Now, let's get back to John 19:30; When Jesus therefore had received the vinegar, he said, It is finished: and he bowed his head, and gave up the ghost. Had he died yet when he said it? No, he had not. You may think that I am quibelling about small beans. You may think that the passage needs to be taken as a whole and that wrestling the tense of the verb to exclude the next sentences is cutting things far too fine. My Church of Christ acquaintance certainly thought so when I sprang the word of God on him. Just what would we lose if Jesus meant that every single thing necessary for the redemption of man had been done when Jesus died, and that the slip up of the tense should not be taken seriously?

Had he resurrected yet? Are we to believe that the resurrection was not necessary for our salvation? Who was delivered for our offences, and was raised again for our justification, Romans 4:25. After all, if everything that was necessary for our salvation had been accomplished when Jesus Christ said, It is finished, then whether or not he ever rose from the dead is utterly immaterial. If he Jesus Christ obtained everything that we would ever need for eternal redemption of the cross, and if he was in the tomb today awaiting the same resurrection that we await, we would be just as saved. I don't believe that.

Did he need to take his blood into heaven? Or, was that just some side show? Did he need to be buried? In fact, every single thing that the Apostle Paul describes as necessary for the gospel in I Corinthians 15:1-4 happened after Jesus said, It is finished." Moreover, brethren, I declare unto you the gospel which I preached unto you, which also ye have received, and wherein ye stand; By which also ye are saved, if ye keep in memory what I preached unto you, unless ye have believed in vain. For I delivered unto you first of all that which I also received, how that Christ died for our sins according to the scriptures; And that he was buried, and that he rose again the third day according to the scriptures.

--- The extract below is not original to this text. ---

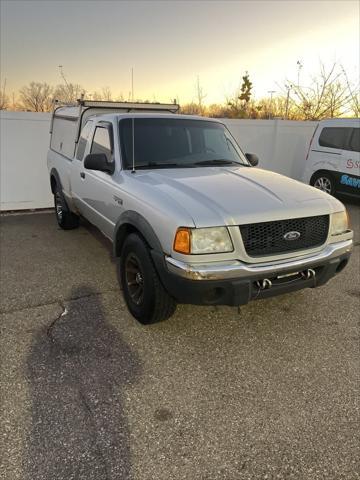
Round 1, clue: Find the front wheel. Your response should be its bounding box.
[311,172,335,195]
[54,185,79,230]
[119,233,176,324]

It is impossible to apply John 19:30 to the completion of redemption and not do violence to the order of scripture, the tense of the verb and entire testimony of the passion of Jesus Christ. If I was to apply John 19:30 anywhere, I would look for its companion verse, James 1:15; Then when lust hath conceived, it bringeth forth sin: and sin, when it is finished, bringeth forth death. The lust of men had brought forth sin and our savior took it upon himself. Our savior became sin for us who knew no sin (II Corinthians 5:21.) That sin when it was finished, brought forth death.

It is sin that is finished. You might say, "why is there still sin in the world?" The Japanese were finished after Midway, but it took 3 more years for them to see it. The Confederacy was done after Gettysburg and Vicksburg, but it took two more years for them to see it. Alabama was done when Clemson took the field (oh it hurts to say that), but it took four quarters to prove it. A man who takes a lethal dose of radiation is finished the moment he does so, but he may linger for months. Sin is finished. Keep in mind, Jesus abolished death, But is now made manifest by the appearing of our Saviour Jesus Christ, who hath abolished death, and hath brought life and immortality to light through the gospel, II Timothy 1:10, but to the eye of flesh it looks strong and well. Sin is finished.